И вот все в сборе, вокруг пирога и вокруг елки, и Варфоломей думает, может ли быть одновременно столько счастья… даже страшно. „Между прочим, — провозглашает Варфоломей, известный энциклопедичностью своих познаний, — по восточному календарю нынче наступает год кота!“ Все начинают ловить Василия Темного, чтобы водворить его на самое почетное место. Герцогиня гладит кота, и Форцепс гладит кота, Варфуша-младше-младшего гладит кота, и Варфуша-средний гладит кота, и Мэгги гладит кота, и бабуля-королева гладит кота… и Варфоломею-королю некуда руку просунуть, потому что все гладят кота; Форцепс гладит кота, думая, что гладит руку герцогини, а на самом деле не ведает, что гладит руку вдовствующей королевы-матери, которая думает, что ей гладит руку ее любимый сын Варфоломей, а Варфоломей-средний гладит кота, думая, что гладит руку Мэгги, а сам гладит ручищу Форцепса, а сам кот уже давно убежал, а сама Мэгги… а где Мэгги? Варфоломей вдруг чувствует, что кто-то ласково перебирает его волосы, но это не мать и тем более не герцогиня… Варфоломей улыбается счастливо, и тут новая волна непоправимости и отчаяния охватывает его, и он тихо выскальзывает из-под этой ласки, как бы забыл что-то, как бы зачем-то проходит к себе в кабинет и там запирается изнутри.

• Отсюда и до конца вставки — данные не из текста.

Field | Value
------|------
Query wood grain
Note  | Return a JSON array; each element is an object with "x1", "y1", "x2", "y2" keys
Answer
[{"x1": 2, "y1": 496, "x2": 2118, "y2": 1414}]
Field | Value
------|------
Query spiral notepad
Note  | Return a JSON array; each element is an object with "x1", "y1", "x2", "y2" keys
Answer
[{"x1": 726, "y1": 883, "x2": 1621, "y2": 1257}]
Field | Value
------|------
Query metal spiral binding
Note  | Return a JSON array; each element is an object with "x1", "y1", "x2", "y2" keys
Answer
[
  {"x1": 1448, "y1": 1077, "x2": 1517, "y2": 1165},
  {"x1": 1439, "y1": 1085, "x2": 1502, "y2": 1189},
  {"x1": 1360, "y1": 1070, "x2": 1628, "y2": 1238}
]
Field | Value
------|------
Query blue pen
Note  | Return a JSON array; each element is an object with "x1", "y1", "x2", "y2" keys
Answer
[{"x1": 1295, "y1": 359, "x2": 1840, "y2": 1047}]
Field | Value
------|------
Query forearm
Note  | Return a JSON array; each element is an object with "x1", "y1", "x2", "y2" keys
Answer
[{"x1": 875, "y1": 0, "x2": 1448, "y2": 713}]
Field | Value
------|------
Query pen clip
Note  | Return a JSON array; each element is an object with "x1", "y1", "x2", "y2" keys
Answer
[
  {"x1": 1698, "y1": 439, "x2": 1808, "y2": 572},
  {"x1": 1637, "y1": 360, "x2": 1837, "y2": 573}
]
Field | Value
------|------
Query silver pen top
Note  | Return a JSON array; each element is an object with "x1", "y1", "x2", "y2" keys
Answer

Там он сидит, тихо подвывая: за что, Господи!

Младшенький, старшенький, матушка, герцогиня, Форцепс, Вор, Мэгги… Ты стареешь, Варфоломей! Плечи ломит под бременем власти… Ты устал. Ты всего лишь устал, Варфоломей! С кем не бывает… Кто за тебя потянет все это? Чья десница удержит такую державу…

И Варфоломей окинул ее взглядом — и не хватило взгляда. Она была вечна и бесконечна, от Эй до Зет…

…Когда мир уже сотворен, и твердь создана, и хлябь, и небо, и звезды, и засеяны травы, и выращены деревья, и выпущены в воды рыбы, а в леса звери, а в небеса — птицы, а в травеса — жучки и паучки… когда не упущен и гад, и комар, и таракан… когда впущен в этот мир и человек, когда он прожил уже и золотое младенчество, и бронзовую юность, и железную зрелость… когда он все, что мог, уже слепил, нарисовал, спел и написал… когда он отпахал и отвоевал, возвысил героев и низверг тиранов… когда этот мир, наконец, закончен к сегодняшнему и никакому другому дню… когда, стройные, гренадерские, грудь в грудь, плечо к плечу, скрипя кожей, посверкивая свежим золотом, выстроятся на полках все тома Энциклопедии в единственно возможном порядке — по алфавиту, от А до Я… никто другой, как Варфоломей, принимает этот парад.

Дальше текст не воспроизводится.